Nackerdien is originally from South Africa. She got her bachelor’s degree in biochemistry from the University of Cape Town. She then earned a Ph.D. in biochemistry at the University of Stellenbosch, in South Africa, studying chromatin structure.
In 1989 she was offered the position of guest researcher at The National Institute of Standards and Technology (NIST) in Gaithersburg, Maryland, and decided to take the opportunity. At NIST she helped to identify indicators in DNA associated with free radical damage, and learned to perform capillary electrophoresis of nucleic acids. She then worked as a post-doc at Memorial Sloan Kettering for a year. Nackerdien moved to RU in 2000, where she began her eight-year stint. “Like many post-docs, I had a series of stop-and-go experimental projects that ended in frustration,” Nackerdien remembers. While in the lab she published a hypothesis with Professor David Thaler on the rearrangements of chromosomes in cancer and evolution. She also worked on bacterial growth.
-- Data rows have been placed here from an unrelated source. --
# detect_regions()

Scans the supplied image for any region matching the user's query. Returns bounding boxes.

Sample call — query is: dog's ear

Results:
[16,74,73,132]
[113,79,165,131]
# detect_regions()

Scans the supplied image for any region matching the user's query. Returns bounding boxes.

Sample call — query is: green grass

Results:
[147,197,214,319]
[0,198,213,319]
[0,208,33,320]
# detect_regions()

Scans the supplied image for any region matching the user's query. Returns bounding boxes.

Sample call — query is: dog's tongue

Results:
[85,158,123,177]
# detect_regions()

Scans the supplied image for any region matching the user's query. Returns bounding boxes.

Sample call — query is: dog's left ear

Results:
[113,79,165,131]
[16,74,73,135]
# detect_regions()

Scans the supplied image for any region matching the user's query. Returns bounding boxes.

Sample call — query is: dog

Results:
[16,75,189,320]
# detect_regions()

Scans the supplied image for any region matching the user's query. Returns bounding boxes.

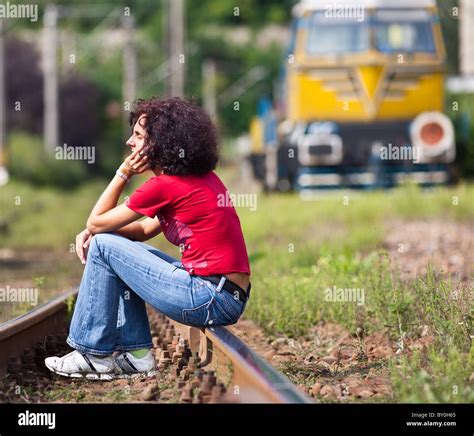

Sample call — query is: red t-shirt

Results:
[125,171,251,277]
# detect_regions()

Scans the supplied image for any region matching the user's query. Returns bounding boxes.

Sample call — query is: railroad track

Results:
[0,288,311,404]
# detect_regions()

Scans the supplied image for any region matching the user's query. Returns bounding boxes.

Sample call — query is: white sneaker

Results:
[113,350,156,379]
[44,350,116,380]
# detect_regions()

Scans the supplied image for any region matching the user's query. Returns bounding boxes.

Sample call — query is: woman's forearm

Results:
[114,221,146,241]
[88,175,127,223]
[115,218,162,242]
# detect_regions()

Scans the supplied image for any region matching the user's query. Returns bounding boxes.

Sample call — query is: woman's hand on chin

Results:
[120,147,151,178]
She described the experience as “tearing my hair out over an inability to explain the bursts of fast growth observed in rich media of a Gram-negative pathogen, Vibrio parahaemolyticus.” Vibrios are a genus of bacteria that often cause infection from eating undercooked seafood. Some strains give off light. “We showed that the growth rates of the light-emitting Vibrios could be impacted by bioluminescence-dependent- and independent-components. However, the buried headline is that some bacterial strains can double very quickly in a manner that cannot easily be attributed to artifacts,” Nackerdien said. She published a paper on this with Dr. Lederberg and Dr. Bonnie Bassler of Princeton University, an expert in quorum sensing. Nackerdien was working on cultivating other bacterial species of the microbiome not easily done by standard plating techniques. Sadly, Dr. Lederberg died in 2008. It was then that she decided to start a writing career, “I have always been a poet at heart. However, it has taken me many years, first as a medical writer, then a patient advocate, and now an author to come up with a blended style that articulates my unique spirit.”